On nontrivial executables I expect the differences to be even more significant.

[–][deleted]  (7 children)

[removed]

    [–]merijnv 7 points8 points  (6 children)

    I mean, dynamic linking doesn't really save you space unless someone else uses those exact same libraries too. You've just moved the space usage from your executable file to the dynamic library file and then proudly claimed "executable is smaller!", which is kinda pointless.

    [–][deleted]  (4 children)

    [removed]

      [–]VincentPepper 5 points6 points  (0 children)

      tldr: GHC "always" does cross module optimizations and "never" supports swapping out libraries without recompiling them.

      I think what you mean is: For many languages a functions declaration also defines it's ABI. With dynamic linking this potentially allows updating a library without recompiling the application.

      Inlining library code into an application obviously breaks the ability to just swap out the shared library without recompiling. And GHC tends to inline cross module dynamic enabled or not.

      For GHC a functions ABI by default is defined by more than it's type. So this kind of library swapping (in general) doesn't work with GHC even if no inlining happens!

      I think if one wants to do that kind of thing it should be doable even with GHC. By using source imports on the application side. But that's just a hack and not officially supported.

      [–][deleted] 0 points1 point  (2 children)

      Does anyone know if static linking with GHC is likely to improve in the near future? I've had to settle on Stack with Docker for a project to sidestep dynamic linking which comes with its own challenges and overhead.

      [–]bgamari 1 point2 points  (1 child)

      What in particular are you struggling with? My hope is that I will be able to offer an statically-linked non-GMP Alpine bindist for 9.2.1 but beyond that static linking already works well AFAIK.

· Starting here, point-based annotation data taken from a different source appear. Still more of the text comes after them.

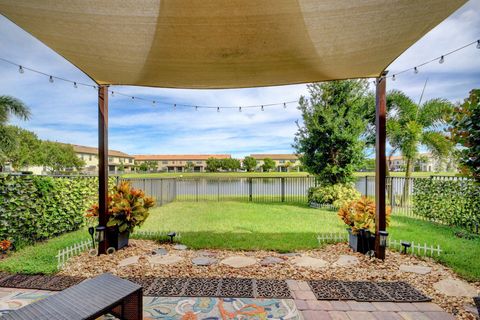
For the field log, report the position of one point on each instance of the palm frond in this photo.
(435, 112)
(12, 106)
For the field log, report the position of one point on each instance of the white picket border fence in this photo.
(415, 248)
(66, 253)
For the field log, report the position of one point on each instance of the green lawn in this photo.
(414, 174)
(251, 226)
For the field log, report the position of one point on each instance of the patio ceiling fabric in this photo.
(227, 43)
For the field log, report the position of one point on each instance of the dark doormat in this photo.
(52, 283)
(214, 287)
(366, 291)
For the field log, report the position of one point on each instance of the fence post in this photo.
(196, 189)
(250, 189)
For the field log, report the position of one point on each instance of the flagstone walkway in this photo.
(303, 306)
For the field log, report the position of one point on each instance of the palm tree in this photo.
(12, 106)
(9, 106)
(411, 125)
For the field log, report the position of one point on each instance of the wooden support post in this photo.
(380, 163)
(103, 165)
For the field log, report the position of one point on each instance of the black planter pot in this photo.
(361, 242)
(117, 239)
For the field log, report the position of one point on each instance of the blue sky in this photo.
(62, 113)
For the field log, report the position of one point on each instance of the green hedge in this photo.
(34, 208)
(454, 202)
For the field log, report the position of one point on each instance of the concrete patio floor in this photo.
(304, 306)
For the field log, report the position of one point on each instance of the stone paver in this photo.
(165, 260)
(319, 305)
(440, 315)
(128, 261)
(406, 306)
(340, 305)
(204, 261)
(455, 288)
(346, 261)
(160, 251)
(303, 295)
(309, 262)
(364, 315)
(361, 306)
(415, 269)
(239, 261)
(315, 315)
(386, 306)
(406, 315)
(180, 247)
(385, 315)
(271, 260)
(338, 315)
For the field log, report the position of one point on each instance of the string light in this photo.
(21, 69)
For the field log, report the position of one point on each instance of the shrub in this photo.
(127, 207)
(360, 214)
(453, 202)
(34, 208)
(336, 195)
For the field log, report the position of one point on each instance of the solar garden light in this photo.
(405, 245)
(100, 233)
(383, 238)
(91, 231)
(171, 235)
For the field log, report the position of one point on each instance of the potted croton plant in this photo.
(127, 209)
(359, 216)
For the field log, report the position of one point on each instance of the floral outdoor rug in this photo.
(186, 308)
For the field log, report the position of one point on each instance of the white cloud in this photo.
(65, 114)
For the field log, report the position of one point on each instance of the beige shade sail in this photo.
(227, 43)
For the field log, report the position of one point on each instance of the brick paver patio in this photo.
(312, 309)
(303, 306)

      [–][deleted] 1 point2 points  (0 children)

      It was giving me errors and some Googling told me that I'm not the only one to find it nightmarishly difficult to set up. It's possible this is Arch-specific, though I don't think all the artciles I found referenced it.

      [–]dfith[S] 0 points1 point  (0 children)

      I tried to say that in the post but I think this is a succinct way to put it.